The Chan Zuckerberg Initiative is leading a new $24 million Series B round of funding into Andela, the first lead investment for the fund set up by Facebook’s billionaire founder and his wife, a trained pediatrician, last year. Venture firm GV joined the round, alongside existing investors Spark Capital, Omidyar Network, Learn Capital and CRE Ventures.
Andela has trained just under 200 engineers in its two years in operation, accepting them from a pool of 40,000 applicants and giving them six months of intensive training before sending them to spend two weeks at technology partners. After that, the Andela developers sign on to those companies full-time, working out of Andela campuses it operates in Lagos and Nairobi.
“The goal is to cultivate a next generation of founders and CTOs of great companies across Africa,” says CEO Jeremy Johnson, who made the Forbes 30 Under 30 list in 2012for a previous startup, 2U and cofounded Andela with Iyin Aboyeji, who remains based in Nigeria, in 2014.

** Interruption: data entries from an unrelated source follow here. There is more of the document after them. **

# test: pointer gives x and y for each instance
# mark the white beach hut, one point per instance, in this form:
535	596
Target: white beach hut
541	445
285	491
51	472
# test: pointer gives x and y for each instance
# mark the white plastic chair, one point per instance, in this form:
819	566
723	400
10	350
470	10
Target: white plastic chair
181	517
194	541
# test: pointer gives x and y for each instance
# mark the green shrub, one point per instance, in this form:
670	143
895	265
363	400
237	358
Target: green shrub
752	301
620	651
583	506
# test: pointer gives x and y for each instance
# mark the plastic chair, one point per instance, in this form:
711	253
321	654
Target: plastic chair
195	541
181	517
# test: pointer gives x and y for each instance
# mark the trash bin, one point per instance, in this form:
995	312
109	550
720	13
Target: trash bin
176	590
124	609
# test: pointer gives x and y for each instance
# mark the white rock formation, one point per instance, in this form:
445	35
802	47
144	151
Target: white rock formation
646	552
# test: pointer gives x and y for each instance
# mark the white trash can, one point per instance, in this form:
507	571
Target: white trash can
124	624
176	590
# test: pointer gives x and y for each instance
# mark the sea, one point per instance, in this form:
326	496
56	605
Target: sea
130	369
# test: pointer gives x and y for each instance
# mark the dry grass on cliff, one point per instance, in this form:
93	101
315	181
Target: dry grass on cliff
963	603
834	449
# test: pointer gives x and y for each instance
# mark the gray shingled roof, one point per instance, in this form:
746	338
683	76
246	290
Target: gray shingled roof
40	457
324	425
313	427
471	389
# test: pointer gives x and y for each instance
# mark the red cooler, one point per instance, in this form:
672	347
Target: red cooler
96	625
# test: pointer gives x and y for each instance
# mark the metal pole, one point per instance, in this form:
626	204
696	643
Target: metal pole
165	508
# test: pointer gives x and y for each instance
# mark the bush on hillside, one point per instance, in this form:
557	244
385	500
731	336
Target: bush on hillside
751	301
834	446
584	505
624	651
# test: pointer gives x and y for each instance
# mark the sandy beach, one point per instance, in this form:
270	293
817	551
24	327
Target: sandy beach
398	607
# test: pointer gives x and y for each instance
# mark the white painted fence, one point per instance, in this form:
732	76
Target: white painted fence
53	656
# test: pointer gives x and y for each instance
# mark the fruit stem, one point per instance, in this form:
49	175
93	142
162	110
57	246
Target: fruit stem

Andela wasn’t looking to raise the money just yet, says Johnson, but after meeting the CZI team at an event hosted by the startup’s previous investors at Learn Capital, Johnson met directly with Zuckerberg. “My first thought was, how seriously is he really taking this, and how much do he and Priscilla really care?” says Johnson.
Zuckerberg and Chan really cared. In May, their initiative hired a new education chief, former deputy secretary of the U.S. Department of Education James Shelton. ”We live in a world where talent is evenly distributed, but opportunity is not. Andela’s mission is to close that gap,” Zuckerberg said in a statement. “Companies get access to great developers, and developers in Africa get the opportunity to use their skills and support their communities. Priscilla and I believe in supporting innovative models of learning wherever they are around the world—and what Andela is doing is pretty amazing.”
Access to Zuckerberg gives Andela an ally who just happens to be arguably the most visible software developer in the world, says Johnson. Fellow new investor GV, meanwhile, clicked the most of a trio of more traditional venture firms that met with the startup.
Andela plans to open up a presence in a third African nation after Kenya and Nigeria later this year and opened a San Francisco office last month. The company plans to double its just under 200 developers trained to date over the next year.
Johnson says Andela isn’t profitable and isn’t trying to be, while focusing on scaling its presence; the partnerships with tech companies including Google, Microsoft and startups such as 6Sense and the Muse, however, brings in “real” revenue, he says.
The company’s biggest challenge is to prove that the quality of its graduates can be maintained at larger numbers. “When companies interact with Andela developers right now, they think, this person is sort of amazing,” says Johnson. Perhaps new investor Zuckerberg knows a thing or two about maintaining engineering quality at scale.